TSE vai definir se é válida ação para revisar contas de campanha

O deputado estadual José Ricardo Franco Montoro (PSDB-SP) apresentou defesa no recurso que o Ministério Público Eleitoral move no Tribunal Superior Eleitoral contra a decisão que extinguiu o pedido de revisão das contas de campanhas do deputado nas eleições de 2006.

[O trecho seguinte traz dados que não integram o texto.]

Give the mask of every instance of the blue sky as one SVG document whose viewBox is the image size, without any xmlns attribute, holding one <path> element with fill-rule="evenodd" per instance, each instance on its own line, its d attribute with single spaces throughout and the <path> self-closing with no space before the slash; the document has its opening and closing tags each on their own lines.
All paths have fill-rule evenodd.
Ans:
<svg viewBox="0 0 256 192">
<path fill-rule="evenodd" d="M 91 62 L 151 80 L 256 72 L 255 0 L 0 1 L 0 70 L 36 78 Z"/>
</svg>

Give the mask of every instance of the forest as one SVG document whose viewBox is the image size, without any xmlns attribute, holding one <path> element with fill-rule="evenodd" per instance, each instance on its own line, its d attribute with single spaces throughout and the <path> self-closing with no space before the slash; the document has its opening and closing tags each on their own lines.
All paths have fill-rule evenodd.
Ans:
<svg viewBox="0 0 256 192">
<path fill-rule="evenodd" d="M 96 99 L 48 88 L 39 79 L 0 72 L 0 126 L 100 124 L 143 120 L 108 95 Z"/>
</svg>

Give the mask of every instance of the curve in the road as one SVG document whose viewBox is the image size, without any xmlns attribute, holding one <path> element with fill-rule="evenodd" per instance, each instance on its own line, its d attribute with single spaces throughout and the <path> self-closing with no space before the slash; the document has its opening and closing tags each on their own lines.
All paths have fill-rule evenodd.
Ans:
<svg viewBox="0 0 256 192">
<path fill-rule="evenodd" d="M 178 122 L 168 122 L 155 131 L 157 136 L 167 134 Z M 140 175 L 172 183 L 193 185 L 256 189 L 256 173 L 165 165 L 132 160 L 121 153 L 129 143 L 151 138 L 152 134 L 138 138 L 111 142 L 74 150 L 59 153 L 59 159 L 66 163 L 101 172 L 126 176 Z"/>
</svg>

De acordo com o MPE, o Tribunal Regional Eleitoral de São Paulo extinguiu a ação contra o deputado pouco antes de o TSE ter reconhecido como ilegal a doação que a Deicmar S.A. fez para o comitê financeiro nacional do PT. Esta mesma empresa foi autora de uma doação de R$ 10 mil para Franco Montoro. O TSE considerou que a Deicmar não poderia fazer doação porque é concessionária de serviço público. A empresa, administradora da Porto Seco/Santos IV.

Tendo em vista o fato novo, o MPE alega que passou a rever as contas de campanha dos candidatos eleitos em São Paulo, entre eles, Franco Montoro. O Tribunal Regional negou a revisão das contas por suposta inadequação do meio processual. Daí o MPE ajuizou pedido de Mandado de Segurança no TSE.

Na defesa, Montoro diz que a ação foi ajuizada depois de decorrido o prazo de 180 dias estabelecido no artigo 43 da Resolução 22.250 do TSE, segundo o qual os candidatos devem manter os documentos fiscais da campanha eleitoral. Ele destaca que a doação sempre constou na sua prestação de contas e que, desta forma, o MPE não poderia alegar fato novo para justificar nova ação para a Justiça Eleitoral reapreciar a prestação de contas.